Leg Length, Limp, and Soft Tissue Symptoms

Every effort is made to restore hip mechanics and leg length, but some patients feel that the operated leg is longer or shorter after surgery. In some cases this improves as the pelvis, spine, muscles, and walking pattern adapt. Occasionally a shoe lift, physiotherapy, or further assessment is needed.

Persistent limp, hip weakness, bursitis, tendon irritation, stiffness, or aching can occur even when the x-rays show that the implants are well fixed and well positioned.

Persistent Pain or Dissatisfaction

Total hip replacement is very reliable for relieving arthritis pain, but it is not a guarantee of a perfectly normal hip. Some patients continue to have pain after surgery. Current systematic review evidence suggests that a meaningful minority of patients report long-term pain after hip replacement, although the evidence is more limited than for knee replacement.

Persistent or worsening pain should be assessed because infection, loosening, instability, fracture, tendon problems, spine disease, nerve pain, or other correctable causes may be present.

Putting Risk in Perspective

Complications are an inevitable reality of any surgical procedure. Fortunately, total hip replacement is a common and generally safe operation, and most patients recover without a major complication. The list of possible complications is long, but most of them are uncommon.

Large studies and systematic reviews show that age, medical comorbidity, frailty, and the reason for surgery influence the risk of complications and mortality.

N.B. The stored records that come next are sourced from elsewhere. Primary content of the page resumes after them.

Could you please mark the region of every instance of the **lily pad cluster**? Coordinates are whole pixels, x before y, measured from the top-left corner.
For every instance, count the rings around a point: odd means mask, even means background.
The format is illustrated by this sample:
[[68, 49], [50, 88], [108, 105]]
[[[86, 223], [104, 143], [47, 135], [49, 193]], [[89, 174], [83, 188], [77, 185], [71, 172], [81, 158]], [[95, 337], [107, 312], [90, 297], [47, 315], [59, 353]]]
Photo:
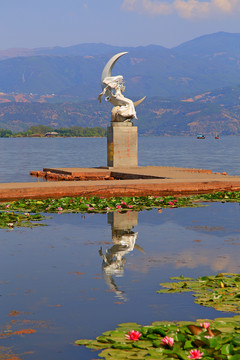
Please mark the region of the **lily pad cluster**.
[[46, 219], [46, 217], [41, 214], [29, 214], [29, 213], [21, 214], [21, 213], [15, 213], [13, 211], [1, 211], [0, 228], [12, 229], [14, 227], [42, 226], [44, 224], [37, 222], [43, 219]]
[[217, 191], [213, 194], [198, 195], [197, 198], [204, 201], [240, 202], [240, 191]]
[[22, 199], [9, 203], [1, 203], [0, 210], [9, 207], [11, 210], [28, 212], [111, 212], [129, 210], [151, 210], [153, 208], [177, 208], [199, 206], [200, 202], [222, 201], [240, 202], [240, 192], [217, 192], [214, 194], [193, 195], [187, 197], [174, 196], [131, 196], [131, 197], [97, 197], [89, 198], [64, 197], [60, 199]]
[[[28, 220], [42, 220], [40, 214], [33, 213], [108, 213], [113, 211], [141, 211], [153, 208], [179, 208], [203, 206], [203, 202], [240, 202], [240, 192], [217, 192], [215, 194], [193, 195], [187, 197], [174, 196], [132, 196], [132, 197], [97, 197], [89, 198], [64, 197], [60, 199], [21, 199], [7, 203], [0, 203], [0, 228], [13, 223], [14, 226], [35, 226], [29, 221], [24, 221], [24, 214], [14, 212], [31, 213]], [[11, 215], [9, 215], [9, 212]], [[1, 222], [2, 217], [2, 222]], [[9, 217], [9, 221], [7, 219]], [[12, 217], [12, 220], [10, 219]], [[19, 220], [21, 219], [21, 221]]]
[[11, 210], [29, 212], [91, 212], [106, 213], [112, 211], [140, 211], [143, 209], [196, 206], [191, 198], [176, 198], [173, 196], [132, 196], [103, 198], [93, 196], [86, 197], [64, 197], [60, 199], [32, 200], [22, 199], [9, 203], [0, 204], [0, 210], [8, 206]]
[[[211, 330], [204, 328], [206, 321]], [[139, 340], [128, 340], [126, 335], [132, 330], [141, 332]], [[166, 338], [172, 341], [164, 341]], [[161, 321], [150, 326], [124, 323], [115, 330], [104, 332], [96, 340], [82, 339], [75, 344], [102, 350], [98, 356], [106, 360], [239, 360], [240, 316], [198, 320], [195, 323]]]
[[[181, 206], [194, 206], [194, 204], [187, 198], [176, 199], [172, 196], [164, 198], [156, 196], [111, 198], [93, 196], [90, 198], [64, 197], [43, 200], [21, 199], [0, 203], [0, 228], [36, 226], [32, 223], [33, 220], [45, 218], [39, 213], [108, 213]], [[20, 214], [20, 212], [24, 212], [24, 214]]]
[[[240, 275], [221, 273], [212, 276], [202, 276], [197, 279], [183, 276], [172, 277], [176, 282], [161, 283], [166, 289], [158, 293], [193, 292], [195, 303], [213, 307], [219, 311], [240, 313]], [[240, 357], [239, 357], [240, 359]]]

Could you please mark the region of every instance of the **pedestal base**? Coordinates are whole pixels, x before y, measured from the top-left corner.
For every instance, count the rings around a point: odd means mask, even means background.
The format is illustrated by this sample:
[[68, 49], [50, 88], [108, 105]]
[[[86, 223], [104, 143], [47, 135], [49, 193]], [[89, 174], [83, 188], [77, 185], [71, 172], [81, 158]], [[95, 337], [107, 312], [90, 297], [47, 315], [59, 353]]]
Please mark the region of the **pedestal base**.
[[138, 166], [138, 129], [131, 122], [112, 122], [107, 128], [107, 165]]

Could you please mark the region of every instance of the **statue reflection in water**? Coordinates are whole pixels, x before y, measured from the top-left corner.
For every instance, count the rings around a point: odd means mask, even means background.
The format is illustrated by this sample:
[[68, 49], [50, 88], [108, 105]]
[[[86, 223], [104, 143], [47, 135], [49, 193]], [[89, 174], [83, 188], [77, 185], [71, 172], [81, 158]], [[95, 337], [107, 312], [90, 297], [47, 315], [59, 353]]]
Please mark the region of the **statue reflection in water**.
[[140, 246], [136, 245], [138, 233], [132, 231], [132, 228], [138, 223], [138, 213], [109, 213], [108, 223], [112, 226], [113, 246], [107, 249], [105, 254], [102, 248], [99, 250], [99, 254], [103, 258], [103, 277], [109, 289], [115, 292], [119, 299], [126, 301], [124, 291], [118, 289], [114, 277], [123, 276], [126, 263], [125, 255], [133, 251], [134, 248], [143, 251]]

These numbers are averages across populations and do not predict an individual patient's exact risk.

References

  1. American Academy of Orthopaedic Surgeons. Total Hip Replacement. OrthoInfo.
  2. Curlewis K, Leung B, Sinclair L, Thornhill C, Chan G, Ricketts D. Systemic medical complications following joint replacement: a review of the evidence. Annals of the Royal College of Surgeons of England. 2023;105(3):191-195.
  3. Simon SJ, Patell R, Zwicker JI, Kazi DS, Hollenbeck BL. Venous Thromboembolism in Total Hip and Total Knee Arthroplasty. JAMA Network Open. 2023;6(12):e2345883.
  4. Ren X, Ling L, Qi L, et al. Patients' risk factors for periprosthetic joint infection in primary total hip arthroplasty: a meta-analysis of 40 studies. BMC Musculoskeletal Disorders. 2021;22:776.
  5. Kunutsor SK, Barrett MC, Beswick AD, et al. Risk factors for dislocation after primary total hip replacement: a systematic review and meta-analysis of 125 studies involving approximately five million hip replacements. The Lancet Rheumatology. 2019;1(2):e111-e121.
  6. Regis D, Cason M, Magnan B. Dislocation of primary total hip arthroplasty: analysis of risk factors and preventive options. World Journal of Orthopedics. 2024;15(6):501-511.
  7. Zhang B, Rao S, Mekkawy KL, et al. Risk factors for pain after total hip arthroplasty: a systematic review. Arthroplasty. 2023;5:19.
  8. Cheng HY, Beswick AD, Bertram W, et al. What proportion of people have long-term pain after total hip or knee replacement? An update of a systematic review and meta-analysis. BMJ Open. 2025;15(5):e088975.
  9. Turan O, Pan X, Kunze KN, et al. 30-day to 10-year mortality rates following total hip arthroplasty: a meta-analysis of the last decade (2011-2021). Hip International. 2024;34(2):158-171.